Uluslararası Göç Politikaları Geliştirme Merkezi (ICMPD) Genel Direktörü Michael Spindelegger ise göç akınlarının arkasındaki suç şebekelerine dikkat çekti. Spindelegger, "Suç kuruluşları bu piyasadan çok para kazanıyor. Bu insanların bir kısmı göçmen. Ne gibi örgütler var diye araştırdık, büyük yapılar olduğunu düşündük ama küçük küçük yapılardan oluşuyor. Asıl sorun şu: Çözümü nasıl sunabiliriz?" dedi.
Göçmenlerin Avrupa’ya giderken yanlış vaatlerle hareket ettiğini belirten Spindelegger, "Göç kaynak merkezleri kurduk, orada gerçekçi bir tablo sunuyoruz.
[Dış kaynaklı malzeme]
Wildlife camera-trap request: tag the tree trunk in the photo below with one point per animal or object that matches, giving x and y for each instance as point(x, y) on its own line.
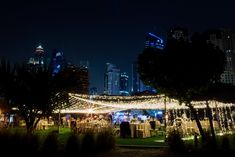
point(194, 112)
point(210, 121)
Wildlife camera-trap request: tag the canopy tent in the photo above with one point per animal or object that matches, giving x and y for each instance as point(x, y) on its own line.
point(105, 104)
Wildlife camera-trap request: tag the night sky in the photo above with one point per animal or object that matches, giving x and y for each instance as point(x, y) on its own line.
point(101, 31)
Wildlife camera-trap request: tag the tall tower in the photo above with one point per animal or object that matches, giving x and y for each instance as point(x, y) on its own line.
point(225, 40)
point(58, 61)
point(153, 41)
point(178, 33)
point(39, 59)
point(137, 83)
point(124, 84)
point(112, 80)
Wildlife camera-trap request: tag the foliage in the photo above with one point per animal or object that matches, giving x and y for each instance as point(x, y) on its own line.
point(50, 146)
point(72, 145)
point(175, 142)
point(182, 69)
point(105, 140)
point(35, 92)
point(178, 69)
point(88, 142)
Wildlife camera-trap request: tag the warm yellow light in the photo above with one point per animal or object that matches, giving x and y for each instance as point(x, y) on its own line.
point(105, 104)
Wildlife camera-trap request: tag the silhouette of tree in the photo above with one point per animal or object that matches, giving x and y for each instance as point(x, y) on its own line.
point(35, 92)
point(182, 69)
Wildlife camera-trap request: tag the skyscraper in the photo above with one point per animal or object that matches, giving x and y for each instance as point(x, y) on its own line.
point(124, 84)
point(137, 84)
point(178, 33)
point(225, 40)
point(153, 41)
point(112, 80)
point(58, 61)
point(39, 59)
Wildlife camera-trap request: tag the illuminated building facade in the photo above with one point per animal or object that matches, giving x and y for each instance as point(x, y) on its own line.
point(124, 84)
point(225, 40)
point(137, 85)
point(112, 80)
point(39, 59)
point(178, 33)
point(58, 62)
point(153, 41)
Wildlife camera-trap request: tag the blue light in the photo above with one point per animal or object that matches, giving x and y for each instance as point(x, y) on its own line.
point(151, 34)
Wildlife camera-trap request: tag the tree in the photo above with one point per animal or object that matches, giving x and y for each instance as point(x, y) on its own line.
point(36, 93)
point(182, 69)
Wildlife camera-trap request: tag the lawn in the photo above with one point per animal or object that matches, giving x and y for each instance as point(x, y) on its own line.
point(150, 141)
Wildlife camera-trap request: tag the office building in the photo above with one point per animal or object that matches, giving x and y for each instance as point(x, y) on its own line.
point(124, 84)
point(58, 61)
point(112, 80)
point(225, 40)
point(154, 41)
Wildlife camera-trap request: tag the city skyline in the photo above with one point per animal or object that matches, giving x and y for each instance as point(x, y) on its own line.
point(101, 31)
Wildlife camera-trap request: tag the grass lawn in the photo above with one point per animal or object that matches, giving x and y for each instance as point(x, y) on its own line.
point(150, 141)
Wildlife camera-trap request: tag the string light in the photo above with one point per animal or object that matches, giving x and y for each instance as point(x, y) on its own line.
point(104, 104)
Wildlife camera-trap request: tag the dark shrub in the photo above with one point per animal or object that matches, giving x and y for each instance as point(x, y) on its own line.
point(175, 142)
point(105, 140)
point(32, 145)
point(72, 146)
point(88, 143)
point(125, 129)
point(5, 146)
point(225, 145)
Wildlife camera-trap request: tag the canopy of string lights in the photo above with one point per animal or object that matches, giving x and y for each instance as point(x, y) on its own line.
point(105, 104)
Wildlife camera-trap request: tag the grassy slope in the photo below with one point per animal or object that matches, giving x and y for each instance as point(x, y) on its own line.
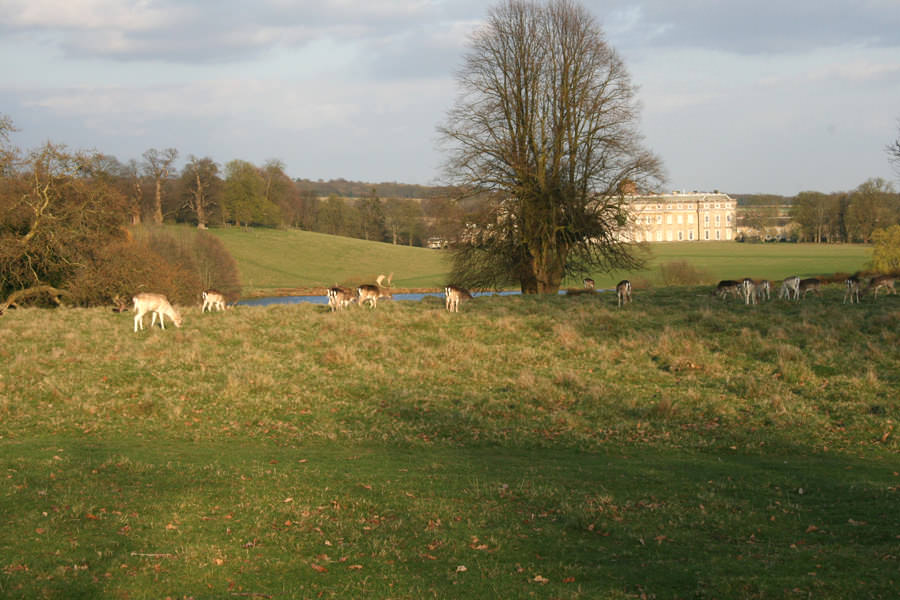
point(272, 260)
point(556, 447)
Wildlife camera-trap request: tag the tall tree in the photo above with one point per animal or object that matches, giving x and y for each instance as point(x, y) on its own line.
point(158, 166)
point(202, 187)
point(371, 215)
point(873, 205)
point(60, 208)
point(547, 119)
point(893, 151)
point(245, 196)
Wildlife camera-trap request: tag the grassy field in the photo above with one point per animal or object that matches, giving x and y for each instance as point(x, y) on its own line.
point(547, 447)
point(273, 261)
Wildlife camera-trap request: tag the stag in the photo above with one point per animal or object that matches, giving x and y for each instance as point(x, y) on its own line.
point(156, 304)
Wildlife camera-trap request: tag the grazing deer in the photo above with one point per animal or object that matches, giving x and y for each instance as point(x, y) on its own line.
point(762, 288)
point(882, 281)
point(213, 300)
point(158, 305)
point(790, 288)
point(810, 285)
point(728, 286)
point(852, 284)
point(340, 298)
point(623, 292)
point(747, 288)
point(453, 296)
point(371, 293)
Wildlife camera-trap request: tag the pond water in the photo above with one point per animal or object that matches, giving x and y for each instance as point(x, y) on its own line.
point(270, 300)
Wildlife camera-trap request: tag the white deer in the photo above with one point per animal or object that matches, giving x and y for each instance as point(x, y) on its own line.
point(158, 305)
point(812, 284)
point(852, 292)
point(790, 288)
point(762, 288)
point(213, 300)
point(340, 298)
point(728, 286)
point(623, 292)
point(453, 295)
point(371, 293)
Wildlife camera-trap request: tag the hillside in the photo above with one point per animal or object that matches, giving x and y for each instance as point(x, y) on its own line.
point(274, 261)
point(277, 262)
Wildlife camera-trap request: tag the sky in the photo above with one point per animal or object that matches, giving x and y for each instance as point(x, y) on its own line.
point(740, 96)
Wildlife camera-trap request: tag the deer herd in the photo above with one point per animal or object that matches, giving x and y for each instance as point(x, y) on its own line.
point(751, 291)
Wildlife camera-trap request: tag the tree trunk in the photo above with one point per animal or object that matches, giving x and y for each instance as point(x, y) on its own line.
point(157, 205)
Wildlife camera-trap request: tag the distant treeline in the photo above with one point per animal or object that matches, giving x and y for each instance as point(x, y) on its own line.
point(360, 189)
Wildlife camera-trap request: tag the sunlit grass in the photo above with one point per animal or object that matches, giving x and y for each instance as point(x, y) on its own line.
point(555, 447)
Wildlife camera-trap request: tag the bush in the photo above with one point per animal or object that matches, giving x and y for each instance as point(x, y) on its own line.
point(681, 272)
point(154, 260)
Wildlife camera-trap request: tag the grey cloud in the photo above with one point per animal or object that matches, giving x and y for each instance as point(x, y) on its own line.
point(751, 27)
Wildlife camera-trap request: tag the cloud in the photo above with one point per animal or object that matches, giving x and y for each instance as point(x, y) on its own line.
point(753, 26)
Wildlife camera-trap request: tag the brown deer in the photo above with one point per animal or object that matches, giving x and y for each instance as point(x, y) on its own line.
point(623, 292)
point(882, 281)
point(371, 293)
point(728, 286)
point(852, 284)
point(453, 295)
point(340, 298)
point(213, 300)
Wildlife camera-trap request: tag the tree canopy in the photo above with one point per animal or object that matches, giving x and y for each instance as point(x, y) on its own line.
point(546, 122)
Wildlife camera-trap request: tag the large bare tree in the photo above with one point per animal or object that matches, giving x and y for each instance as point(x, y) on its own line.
point(547, 123)
point(158, 166)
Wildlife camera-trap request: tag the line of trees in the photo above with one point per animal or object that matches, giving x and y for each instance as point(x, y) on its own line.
point(846, 216)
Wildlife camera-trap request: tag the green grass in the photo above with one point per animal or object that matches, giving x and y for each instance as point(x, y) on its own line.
point(270, 260)
point(273, 261)
point(527, 446)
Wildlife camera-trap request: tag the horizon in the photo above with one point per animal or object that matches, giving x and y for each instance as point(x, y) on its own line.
point(764, 96)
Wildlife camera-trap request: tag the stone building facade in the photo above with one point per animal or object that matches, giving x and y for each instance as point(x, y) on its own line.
point(682, 217)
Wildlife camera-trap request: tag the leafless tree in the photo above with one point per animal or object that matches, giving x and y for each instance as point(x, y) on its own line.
point(546, 120)
point(158, 166)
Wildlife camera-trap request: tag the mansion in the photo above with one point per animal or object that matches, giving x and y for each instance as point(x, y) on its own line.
point(677, 217)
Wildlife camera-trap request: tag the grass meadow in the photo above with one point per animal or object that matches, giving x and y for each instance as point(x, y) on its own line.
point(545, 447)
point(273, 262)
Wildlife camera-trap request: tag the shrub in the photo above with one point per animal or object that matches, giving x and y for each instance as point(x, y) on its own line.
point(681, 272)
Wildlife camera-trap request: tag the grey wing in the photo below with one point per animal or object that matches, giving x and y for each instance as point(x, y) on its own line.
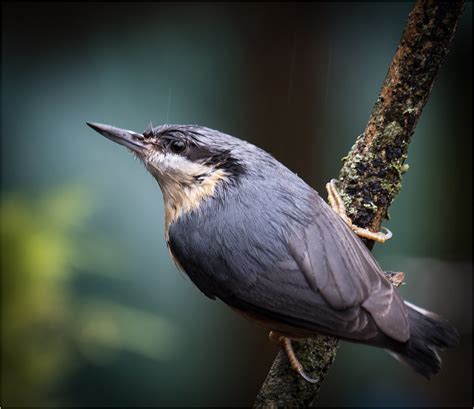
point(337, 264)
point(329, 283)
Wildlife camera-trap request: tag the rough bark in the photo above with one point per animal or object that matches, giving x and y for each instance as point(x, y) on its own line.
point(372, 171)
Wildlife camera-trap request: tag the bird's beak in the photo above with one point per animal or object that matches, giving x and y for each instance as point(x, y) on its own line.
point(130, 139)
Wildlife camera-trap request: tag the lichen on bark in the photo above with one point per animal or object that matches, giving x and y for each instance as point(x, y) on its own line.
point(371, 174)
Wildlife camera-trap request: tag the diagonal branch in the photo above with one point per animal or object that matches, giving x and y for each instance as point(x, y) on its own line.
point(371, 175)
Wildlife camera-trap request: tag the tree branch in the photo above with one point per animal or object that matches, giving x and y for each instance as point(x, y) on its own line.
point(371, 175)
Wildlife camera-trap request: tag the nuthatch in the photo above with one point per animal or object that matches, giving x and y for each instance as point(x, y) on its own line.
point(248, 231)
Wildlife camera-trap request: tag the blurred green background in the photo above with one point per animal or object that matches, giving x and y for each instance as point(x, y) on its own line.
point(94, 313)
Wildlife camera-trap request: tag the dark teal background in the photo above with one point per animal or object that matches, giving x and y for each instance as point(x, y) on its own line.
point(93, 310)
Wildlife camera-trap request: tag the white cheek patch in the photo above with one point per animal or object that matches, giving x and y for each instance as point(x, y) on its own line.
point(172, 166)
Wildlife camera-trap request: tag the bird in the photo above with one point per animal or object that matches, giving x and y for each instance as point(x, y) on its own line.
point(250, 232)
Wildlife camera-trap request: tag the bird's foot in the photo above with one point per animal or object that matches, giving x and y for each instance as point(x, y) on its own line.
point(395, 277)
point(285, 343)
point(337, 205)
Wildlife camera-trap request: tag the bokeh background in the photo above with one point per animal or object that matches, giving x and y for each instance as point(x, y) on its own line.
point(94, 313)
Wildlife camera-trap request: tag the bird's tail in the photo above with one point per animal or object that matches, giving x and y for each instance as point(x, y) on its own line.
point(429, 333)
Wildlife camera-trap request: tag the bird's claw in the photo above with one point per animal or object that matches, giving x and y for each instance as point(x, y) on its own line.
point(306, 377)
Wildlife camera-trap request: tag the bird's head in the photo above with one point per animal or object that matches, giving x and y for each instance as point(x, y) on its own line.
point(189, 162)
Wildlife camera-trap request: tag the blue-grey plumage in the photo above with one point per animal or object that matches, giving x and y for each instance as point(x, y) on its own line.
point(251, 233)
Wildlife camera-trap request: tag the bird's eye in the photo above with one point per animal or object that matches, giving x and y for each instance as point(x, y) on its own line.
point(177, 146)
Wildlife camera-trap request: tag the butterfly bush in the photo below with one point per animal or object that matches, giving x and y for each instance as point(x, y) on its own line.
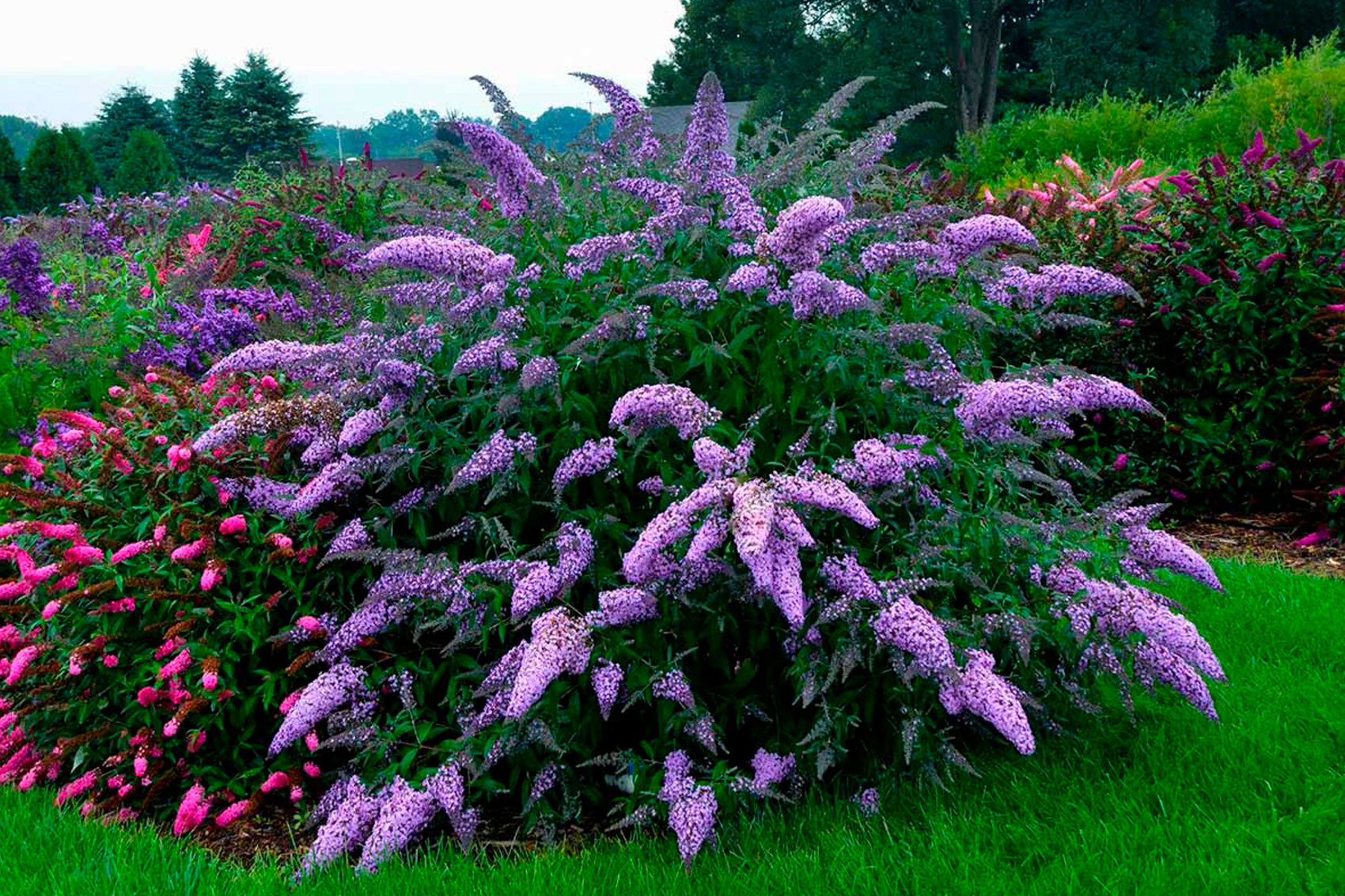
point(658, 544)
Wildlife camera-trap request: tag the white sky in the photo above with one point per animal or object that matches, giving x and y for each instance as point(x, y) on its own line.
point(350, 61)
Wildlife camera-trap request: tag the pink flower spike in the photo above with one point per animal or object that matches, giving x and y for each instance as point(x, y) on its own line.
point(211, 575)
point(1316, 539)
point(84, 554)
point(275, 782)
point(232, 815)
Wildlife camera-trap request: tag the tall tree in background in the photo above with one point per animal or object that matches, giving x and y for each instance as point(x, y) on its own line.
point(84, 168)
point(9, 172)
point(21, 132)
point(259, 116)
point(1158, 49)
point(146, 164)
point(195, 111)
point(759, 49)
point(121, 113)
point(57, 170)
point(401, 132)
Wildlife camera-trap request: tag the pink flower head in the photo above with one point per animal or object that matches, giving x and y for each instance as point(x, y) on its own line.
point(275, 782)
point(191, 811)
point(233, 813)
point(211, 575)
point(1316, 539)
point(176, 665)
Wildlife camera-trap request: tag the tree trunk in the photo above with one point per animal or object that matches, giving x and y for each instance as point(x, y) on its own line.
point(976, 62)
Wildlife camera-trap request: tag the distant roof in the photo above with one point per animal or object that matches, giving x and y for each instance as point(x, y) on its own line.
point(407, 167)
point(672, 120)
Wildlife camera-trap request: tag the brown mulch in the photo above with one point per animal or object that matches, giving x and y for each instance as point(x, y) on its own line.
point(269, 830)
point(1264, 537)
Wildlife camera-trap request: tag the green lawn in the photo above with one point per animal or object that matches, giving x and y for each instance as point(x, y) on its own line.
point(1179, 806)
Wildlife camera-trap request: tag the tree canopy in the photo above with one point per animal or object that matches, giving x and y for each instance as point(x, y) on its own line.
point(130, 108)
point(787, 55)
point(259, 116)
point(195, 119)
point(146, 164)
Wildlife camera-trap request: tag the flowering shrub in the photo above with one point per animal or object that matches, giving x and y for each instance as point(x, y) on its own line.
point(138, 600)
point(680, 481)
point(1239, 267)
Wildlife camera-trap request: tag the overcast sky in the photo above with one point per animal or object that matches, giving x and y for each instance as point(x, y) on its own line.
point(350, 61)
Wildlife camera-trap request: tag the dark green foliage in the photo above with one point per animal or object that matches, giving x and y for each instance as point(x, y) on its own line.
point(19, 132)
point(9, 171)
point(1237, 345)
point(259, 116)
point(560, 126)
point(195, 109)
point(146, 164)
point(757, 49)
point(130, 109)
point(1157, 49)
point(57, 170)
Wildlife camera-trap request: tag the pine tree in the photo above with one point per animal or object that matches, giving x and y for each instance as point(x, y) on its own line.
point(146, 164)
point(9, 171)
point(50, 171)
point(259, 116)
point(195, 113)
point(130, 109)
point(84, 178)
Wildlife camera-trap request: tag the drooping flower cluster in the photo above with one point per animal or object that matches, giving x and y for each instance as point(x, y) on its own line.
point(520, 187)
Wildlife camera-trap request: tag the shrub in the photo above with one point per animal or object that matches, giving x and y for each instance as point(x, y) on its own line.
point(1301, 90)
point(1235, 339)
point(136, 650)
point(770, 518)
point(661, 510)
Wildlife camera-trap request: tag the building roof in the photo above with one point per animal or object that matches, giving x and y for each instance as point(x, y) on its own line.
point(672, 120)
point(403, 167)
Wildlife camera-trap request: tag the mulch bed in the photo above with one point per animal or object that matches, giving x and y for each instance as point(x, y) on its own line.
point(1264, 537)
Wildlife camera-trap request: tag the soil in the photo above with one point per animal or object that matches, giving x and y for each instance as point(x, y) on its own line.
point(1264, 537)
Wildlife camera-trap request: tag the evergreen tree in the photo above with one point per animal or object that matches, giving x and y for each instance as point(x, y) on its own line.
point(759, 49)
point(195, 112)
point(84, 178)
point(9, 171)
point(259, 116)
point(146, 164)
point(50, 171)
point(131, 108)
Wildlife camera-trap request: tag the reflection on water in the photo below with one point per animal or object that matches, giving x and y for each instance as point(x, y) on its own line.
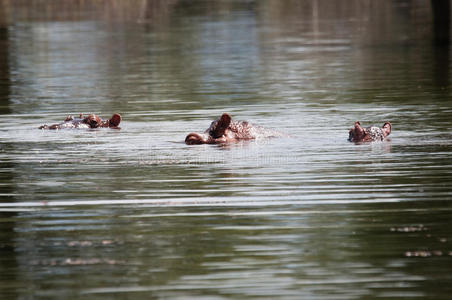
point(137, 213)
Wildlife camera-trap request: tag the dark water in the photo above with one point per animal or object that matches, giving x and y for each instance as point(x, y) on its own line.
point(136, 213)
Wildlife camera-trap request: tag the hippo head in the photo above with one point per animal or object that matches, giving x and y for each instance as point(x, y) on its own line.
point(113, 122)
point(357, 133)
point(387, 127)
point(95, 121)
point(218, 132)
point(92, 120)
point(360, 134)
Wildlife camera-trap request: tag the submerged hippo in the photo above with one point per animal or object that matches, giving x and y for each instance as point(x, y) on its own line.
point(91, 121)
point(369, 134)
point(225, 130)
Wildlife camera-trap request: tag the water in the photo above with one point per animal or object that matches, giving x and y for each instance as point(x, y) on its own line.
point(136, 213)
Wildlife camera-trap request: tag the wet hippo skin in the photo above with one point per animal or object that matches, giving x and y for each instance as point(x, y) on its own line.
point(226, 130)
point(90, 121)
point(369, 134)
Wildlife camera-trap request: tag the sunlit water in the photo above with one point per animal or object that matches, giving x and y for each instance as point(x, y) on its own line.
point(137, 213)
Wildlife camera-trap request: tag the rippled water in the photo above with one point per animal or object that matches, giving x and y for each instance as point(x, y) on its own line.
point(136, 213)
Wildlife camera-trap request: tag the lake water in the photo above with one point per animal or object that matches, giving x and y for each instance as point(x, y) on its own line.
point(135, 213)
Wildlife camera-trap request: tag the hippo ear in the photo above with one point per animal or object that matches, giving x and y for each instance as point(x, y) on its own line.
point(115, 120)
point(387, 128)
point(221, 125)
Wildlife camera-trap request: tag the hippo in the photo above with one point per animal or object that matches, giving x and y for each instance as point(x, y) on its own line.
point(91, 121)
point(226, 130)
point(369, 134)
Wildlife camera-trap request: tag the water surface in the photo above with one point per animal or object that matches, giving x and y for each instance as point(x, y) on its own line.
point(136, 213)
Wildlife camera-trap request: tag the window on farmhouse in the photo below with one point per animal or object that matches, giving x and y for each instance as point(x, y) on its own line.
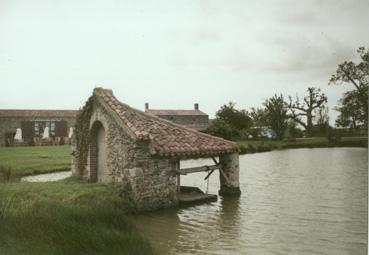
point(41, 125)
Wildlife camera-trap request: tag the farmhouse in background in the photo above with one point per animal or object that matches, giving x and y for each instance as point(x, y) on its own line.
point(116, 143)
point(194, 119)
point(35, 127)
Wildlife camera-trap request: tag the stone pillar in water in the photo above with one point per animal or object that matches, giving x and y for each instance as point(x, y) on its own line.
point(18, 135)
point(46, 133)
point(229, 186)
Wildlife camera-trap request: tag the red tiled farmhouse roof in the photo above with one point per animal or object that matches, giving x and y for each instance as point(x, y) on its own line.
point(38, 113)
point(167, 138)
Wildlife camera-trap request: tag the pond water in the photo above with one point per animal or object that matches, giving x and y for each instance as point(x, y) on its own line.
point(303, 201)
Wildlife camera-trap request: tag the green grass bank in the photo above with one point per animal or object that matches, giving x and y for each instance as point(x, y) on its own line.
point(254, 146)
point(22, 161)
point(67, 217)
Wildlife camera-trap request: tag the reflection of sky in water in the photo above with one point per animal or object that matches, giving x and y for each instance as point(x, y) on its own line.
point(305, 201)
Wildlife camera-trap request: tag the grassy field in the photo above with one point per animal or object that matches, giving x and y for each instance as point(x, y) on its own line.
point(67, 217)
point(34, 160)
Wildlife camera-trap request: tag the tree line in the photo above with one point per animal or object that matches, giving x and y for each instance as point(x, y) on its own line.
point(291, 116)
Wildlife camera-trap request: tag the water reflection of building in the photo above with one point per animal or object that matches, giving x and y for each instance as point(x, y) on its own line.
point(31, 126)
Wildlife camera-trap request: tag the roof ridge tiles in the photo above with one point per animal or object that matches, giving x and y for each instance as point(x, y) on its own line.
point(168, 138)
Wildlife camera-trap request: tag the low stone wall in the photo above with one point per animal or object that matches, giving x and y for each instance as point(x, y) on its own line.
point(10, 124)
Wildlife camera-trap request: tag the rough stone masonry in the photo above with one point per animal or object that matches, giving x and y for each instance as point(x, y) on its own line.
point(142, 152)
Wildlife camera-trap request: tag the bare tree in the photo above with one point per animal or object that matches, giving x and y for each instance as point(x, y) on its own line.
point(312, 102)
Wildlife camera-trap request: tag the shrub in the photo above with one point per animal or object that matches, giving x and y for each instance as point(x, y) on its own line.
point(222, 129)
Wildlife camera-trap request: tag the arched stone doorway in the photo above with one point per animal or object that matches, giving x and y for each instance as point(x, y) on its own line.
point(98, 153)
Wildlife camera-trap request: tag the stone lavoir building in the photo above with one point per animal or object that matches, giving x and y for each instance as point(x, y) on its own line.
point(32, 123)
point(117, 143)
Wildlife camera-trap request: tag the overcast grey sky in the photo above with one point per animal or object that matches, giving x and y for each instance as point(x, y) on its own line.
point(174, 53)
Gidecekleri yerin cennet olmadığını görüyorlar artık. İkinci yol olarak yasal göçmenlik süreçlerinin geliştirilmesi gerekiyor. Avrupa yaşlanıyor, genç nesle ihtiyacımız var. Üçüncü yol ise, göç kaynak bölgelerindeki insanları çeşitli kurumlarla eşleştirerek onları doğru şekilde yönlendirmek. Eğer bu insanları misyon dahilinde gönderirseniz, bir daha geri dönecekler. İnsan kaçakçılarının altındaki halıyı çekmemiz lazım" diye konuştu. "Türkiye gerçekten istisnai bir durum"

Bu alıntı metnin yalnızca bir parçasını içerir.